Vigili del fuoco, in Liguria vaccini non avviati. La protesta della Cgil

Luca Infantino, coordinatore regionale dei Vigili del fuoco Funzione pubblica Cgil: «Solo in Liguria e in Calabria non è stata avviata la campagna vaccinale per una categoria di soccorritori che ogni giorno ha a che fare con possibili occasioni di contagio»

I Vigili del fuoco intervengono ogni giorno in possibili occasioni di contagio. A volte si tratta di aprire la porta di qualcuno che non risponde, perché sta male, altre volte di trasportare un malato che non si riesce a portare già dalle scale in barella perché obeso, ma ogni soccorso è una potenziale occasione di incontrare il virus e di contrarlo. Nelle situazioni limite è difficile che tutti portino la mascherina (lo fanno i pompieri, che lavorano protetti dai dpi nonostante l’handicap che indossarli determina, ma non sempre i soccorsi) e il rischio è alto.
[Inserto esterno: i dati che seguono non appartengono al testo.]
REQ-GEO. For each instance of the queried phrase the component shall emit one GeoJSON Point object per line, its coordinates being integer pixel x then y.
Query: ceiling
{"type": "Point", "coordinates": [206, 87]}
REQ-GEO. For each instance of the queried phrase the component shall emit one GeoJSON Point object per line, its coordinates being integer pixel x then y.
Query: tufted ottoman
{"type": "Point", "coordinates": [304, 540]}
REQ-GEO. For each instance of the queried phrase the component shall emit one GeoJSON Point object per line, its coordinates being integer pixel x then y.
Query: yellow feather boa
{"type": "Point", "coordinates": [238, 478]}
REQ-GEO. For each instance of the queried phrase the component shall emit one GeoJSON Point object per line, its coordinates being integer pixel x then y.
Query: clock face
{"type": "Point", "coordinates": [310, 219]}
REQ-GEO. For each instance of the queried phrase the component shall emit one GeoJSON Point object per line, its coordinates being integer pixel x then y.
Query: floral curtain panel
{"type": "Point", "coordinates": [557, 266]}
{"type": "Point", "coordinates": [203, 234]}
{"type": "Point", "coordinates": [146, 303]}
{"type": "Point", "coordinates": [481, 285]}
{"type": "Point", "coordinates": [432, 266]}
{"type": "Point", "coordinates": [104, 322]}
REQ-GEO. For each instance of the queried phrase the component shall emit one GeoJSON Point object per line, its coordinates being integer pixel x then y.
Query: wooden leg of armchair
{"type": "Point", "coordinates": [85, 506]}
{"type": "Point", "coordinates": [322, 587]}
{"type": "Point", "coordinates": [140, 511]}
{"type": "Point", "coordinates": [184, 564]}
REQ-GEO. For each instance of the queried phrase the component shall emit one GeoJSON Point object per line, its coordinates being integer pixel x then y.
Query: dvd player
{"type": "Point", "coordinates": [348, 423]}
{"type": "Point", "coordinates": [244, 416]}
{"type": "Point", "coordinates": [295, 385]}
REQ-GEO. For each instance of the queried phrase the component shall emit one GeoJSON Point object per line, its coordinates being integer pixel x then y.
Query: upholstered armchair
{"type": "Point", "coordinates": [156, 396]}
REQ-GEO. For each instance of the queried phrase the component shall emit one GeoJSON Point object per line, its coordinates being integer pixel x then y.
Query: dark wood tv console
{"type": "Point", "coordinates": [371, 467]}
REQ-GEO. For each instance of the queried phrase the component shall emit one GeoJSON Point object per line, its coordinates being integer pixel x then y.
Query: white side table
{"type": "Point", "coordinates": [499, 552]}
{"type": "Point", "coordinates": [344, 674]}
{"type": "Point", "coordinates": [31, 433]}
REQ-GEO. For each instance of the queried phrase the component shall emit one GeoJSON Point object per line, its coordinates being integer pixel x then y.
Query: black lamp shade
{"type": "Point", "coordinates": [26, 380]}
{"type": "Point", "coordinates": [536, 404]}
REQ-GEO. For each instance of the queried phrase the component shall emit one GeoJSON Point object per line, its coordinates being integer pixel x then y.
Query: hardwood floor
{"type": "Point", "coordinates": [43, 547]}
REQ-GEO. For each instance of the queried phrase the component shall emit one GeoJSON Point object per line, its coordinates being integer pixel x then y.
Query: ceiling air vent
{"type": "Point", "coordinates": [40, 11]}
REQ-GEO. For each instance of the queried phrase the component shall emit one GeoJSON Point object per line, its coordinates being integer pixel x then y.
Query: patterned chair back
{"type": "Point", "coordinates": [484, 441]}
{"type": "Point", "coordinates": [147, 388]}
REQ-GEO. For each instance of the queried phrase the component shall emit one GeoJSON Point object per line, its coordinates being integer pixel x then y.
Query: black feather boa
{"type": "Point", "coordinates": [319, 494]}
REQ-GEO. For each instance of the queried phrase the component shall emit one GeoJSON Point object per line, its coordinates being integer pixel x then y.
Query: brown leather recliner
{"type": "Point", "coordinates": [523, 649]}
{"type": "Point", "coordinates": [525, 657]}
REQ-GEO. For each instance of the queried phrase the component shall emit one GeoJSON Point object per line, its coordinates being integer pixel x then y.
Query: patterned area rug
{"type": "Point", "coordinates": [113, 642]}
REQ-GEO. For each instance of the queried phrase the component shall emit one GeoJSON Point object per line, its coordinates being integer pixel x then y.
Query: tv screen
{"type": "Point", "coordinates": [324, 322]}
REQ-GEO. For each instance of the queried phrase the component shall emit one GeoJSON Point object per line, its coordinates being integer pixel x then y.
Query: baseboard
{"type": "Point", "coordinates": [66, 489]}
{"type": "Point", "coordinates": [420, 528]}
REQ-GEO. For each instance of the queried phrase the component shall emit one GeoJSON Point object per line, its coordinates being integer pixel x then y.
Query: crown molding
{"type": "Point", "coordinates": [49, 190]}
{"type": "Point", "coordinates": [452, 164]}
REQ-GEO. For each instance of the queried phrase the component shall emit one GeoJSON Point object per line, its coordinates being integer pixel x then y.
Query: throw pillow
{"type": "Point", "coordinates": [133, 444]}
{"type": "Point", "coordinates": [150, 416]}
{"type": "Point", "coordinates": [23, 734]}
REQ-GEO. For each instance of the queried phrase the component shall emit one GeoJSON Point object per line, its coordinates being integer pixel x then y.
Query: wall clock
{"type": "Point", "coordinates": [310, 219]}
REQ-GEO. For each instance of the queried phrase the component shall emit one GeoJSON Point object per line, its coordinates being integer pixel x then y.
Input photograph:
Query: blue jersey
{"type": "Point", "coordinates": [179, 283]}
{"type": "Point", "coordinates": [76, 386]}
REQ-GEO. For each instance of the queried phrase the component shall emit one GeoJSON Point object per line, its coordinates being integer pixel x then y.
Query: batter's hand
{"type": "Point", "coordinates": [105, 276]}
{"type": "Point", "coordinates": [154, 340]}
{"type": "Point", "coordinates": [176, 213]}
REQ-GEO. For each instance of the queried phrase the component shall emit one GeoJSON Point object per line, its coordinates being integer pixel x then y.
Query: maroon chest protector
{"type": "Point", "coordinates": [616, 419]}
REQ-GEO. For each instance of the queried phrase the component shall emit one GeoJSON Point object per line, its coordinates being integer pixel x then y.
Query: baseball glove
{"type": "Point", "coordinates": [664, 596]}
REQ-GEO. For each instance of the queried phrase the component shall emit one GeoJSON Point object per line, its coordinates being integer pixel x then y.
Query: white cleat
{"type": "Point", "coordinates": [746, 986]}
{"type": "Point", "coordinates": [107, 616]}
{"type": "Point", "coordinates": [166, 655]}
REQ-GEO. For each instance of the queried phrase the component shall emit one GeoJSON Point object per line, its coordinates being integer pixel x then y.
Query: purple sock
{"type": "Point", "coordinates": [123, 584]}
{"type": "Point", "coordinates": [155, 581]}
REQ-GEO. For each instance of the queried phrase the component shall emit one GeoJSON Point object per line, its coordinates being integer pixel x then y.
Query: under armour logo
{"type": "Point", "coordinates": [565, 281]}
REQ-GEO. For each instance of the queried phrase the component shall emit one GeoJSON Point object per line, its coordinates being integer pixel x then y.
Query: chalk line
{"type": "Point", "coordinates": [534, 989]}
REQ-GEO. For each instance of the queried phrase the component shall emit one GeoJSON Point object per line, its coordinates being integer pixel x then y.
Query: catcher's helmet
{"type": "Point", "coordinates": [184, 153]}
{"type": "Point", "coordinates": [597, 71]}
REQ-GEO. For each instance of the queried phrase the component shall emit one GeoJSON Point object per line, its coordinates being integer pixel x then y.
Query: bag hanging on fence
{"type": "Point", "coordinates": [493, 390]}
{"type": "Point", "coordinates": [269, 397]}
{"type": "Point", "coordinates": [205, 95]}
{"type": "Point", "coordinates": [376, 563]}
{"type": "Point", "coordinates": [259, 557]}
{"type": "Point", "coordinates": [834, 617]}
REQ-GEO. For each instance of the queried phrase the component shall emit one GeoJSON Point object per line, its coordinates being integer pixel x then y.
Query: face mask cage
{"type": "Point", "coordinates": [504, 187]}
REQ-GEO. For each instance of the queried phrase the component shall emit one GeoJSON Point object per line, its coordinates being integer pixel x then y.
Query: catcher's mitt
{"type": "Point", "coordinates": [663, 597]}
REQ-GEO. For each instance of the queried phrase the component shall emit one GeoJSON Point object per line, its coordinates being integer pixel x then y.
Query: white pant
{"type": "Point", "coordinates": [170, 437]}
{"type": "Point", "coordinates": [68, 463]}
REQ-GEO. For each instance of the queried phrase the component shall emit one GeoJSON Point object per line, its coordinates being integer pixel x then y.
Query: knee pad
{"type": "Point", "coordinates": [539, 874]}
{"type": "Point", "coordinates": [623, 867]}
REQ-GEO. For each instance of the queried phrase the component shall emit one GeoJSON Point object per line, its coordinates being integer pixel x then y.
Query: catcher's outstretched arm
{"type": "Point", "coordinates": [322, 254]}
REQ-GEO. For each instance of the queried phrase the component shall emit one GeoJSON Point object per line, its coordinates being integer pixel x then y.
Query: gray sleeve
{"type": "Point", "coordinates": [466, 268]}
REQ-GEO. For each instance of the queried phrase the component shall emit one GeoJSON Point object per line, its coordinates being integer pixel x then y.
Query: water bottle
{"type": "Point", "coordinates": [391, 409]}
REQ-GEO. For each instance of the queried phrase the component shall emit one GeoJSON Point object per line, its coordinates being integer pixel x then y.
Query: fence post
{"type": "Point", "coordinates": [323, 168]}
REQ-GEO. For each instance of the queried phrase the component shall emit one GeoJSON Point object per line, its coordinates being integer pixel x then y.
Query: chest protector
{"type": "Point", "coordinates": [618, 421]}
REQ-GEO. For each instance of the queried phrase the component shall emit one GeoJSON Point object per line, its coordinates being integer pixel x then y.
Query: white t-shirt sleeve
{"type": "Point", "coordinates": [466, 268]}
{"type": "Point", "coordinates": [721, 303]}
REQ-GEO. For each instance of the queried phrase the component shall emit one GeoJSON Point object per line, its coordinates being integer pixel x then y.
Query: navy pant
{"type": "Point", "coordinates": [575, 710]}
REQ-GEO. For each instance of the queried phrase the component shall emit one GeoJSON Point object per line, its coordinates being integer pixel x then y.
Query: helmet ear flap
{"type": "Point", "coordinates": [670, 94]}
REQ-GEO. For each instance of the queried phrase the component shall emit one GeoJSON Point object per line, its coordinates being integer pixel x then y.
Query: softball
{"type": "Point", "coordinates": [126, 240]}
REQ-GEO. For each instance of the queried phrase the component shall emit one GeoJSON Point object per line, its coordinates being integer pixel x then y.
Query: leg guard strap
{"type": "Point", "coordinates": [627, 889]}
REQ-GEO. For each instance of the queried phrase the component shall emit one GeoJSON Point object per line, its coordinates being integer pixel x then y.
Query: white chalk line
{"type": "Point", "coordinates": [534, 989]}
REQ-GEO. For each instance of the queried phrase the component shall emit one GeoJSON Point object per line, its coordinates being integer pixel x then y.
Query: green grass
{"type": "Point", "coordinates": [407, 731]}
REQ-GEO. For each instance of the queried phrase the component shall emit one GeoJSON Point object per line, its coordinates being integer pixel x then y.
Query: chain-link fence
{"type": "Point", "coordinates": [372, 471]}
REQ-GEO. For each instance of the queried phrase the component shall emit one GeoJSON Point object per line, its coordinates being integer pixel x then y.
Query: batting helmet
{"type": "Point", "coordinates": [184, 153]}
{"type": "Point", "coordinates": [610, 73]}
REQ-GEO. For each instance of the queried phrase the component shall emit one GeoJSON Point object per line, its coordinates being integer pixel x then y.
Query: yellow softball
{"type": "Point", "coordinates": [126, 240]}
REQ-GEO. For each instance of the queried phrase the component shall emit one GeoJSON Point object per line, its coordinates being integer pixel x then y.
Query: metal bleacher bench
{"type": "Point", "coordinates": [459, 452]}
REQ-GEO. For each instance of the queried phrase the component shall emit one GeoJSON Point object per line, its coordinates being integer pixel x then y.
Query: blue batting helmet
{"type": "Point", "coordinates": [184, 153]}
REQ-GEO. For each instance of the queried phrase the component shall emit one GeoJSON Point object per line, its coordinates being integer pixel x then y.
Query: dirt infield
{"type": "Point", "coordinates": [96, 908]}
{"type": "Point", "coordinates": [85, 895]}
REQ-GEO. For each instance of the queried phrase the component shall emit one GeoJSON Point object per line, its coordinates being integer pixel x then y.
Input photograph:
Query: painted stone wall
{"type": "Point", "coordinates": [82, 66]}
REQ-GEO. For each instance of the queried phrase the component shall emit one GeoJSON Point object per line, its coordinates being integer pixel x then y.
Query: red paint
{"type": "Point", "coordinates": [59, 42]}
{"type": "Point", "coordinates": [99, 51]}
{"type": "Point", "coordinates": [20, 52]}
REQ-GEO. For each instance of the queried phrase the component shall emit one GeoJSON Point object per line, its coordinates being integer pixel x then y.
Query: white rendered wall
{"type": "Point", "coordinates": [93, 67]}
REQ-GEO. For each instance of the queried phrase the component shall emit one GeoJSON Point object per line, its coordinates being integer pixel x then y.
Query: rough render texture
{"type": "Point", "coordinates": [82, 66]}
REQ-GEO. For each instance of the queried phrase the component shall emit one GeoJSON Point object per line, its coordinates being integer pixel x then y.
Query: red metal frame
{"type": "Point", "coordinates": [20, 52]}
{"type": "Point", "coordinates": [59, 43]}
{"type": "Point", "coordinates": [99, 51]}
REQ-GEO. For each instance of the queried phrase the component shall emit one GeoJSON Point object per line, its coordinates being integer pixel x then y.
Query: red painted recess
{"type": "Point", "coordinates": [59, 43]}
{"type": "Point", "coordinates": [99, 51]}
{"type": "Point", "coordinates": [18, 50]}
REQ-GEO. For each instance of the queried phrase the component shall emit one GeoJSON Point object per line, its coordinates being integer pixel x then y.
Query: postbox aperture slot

«Eppure – dice Infantino – la Regione Liguria è l’unica, insieme alla Calabria, a non aver ancora programmato le vaccinazioni ai colleghi. E questo è incomprensibile. Abbiamo terminato la mappatura dei vigili del fuoco operativi e l’adesione è stata pressoché unanime. Abbiamo bisogno dei vaccini per lavorare in sicurezza>.
I Vigili del fuoco Funzione pubblica Cgil chiedono, dunque, alla Regione che i lavoratori che si dedicano al soccorso siano inseriti nelle liste di vaccinazione, come già accade in quasi tutte le altre regioni e come tutti i lavoratori potenzialmente a rischio, come quelli che si dedicano al soccorso sulle pubbliche assistenze.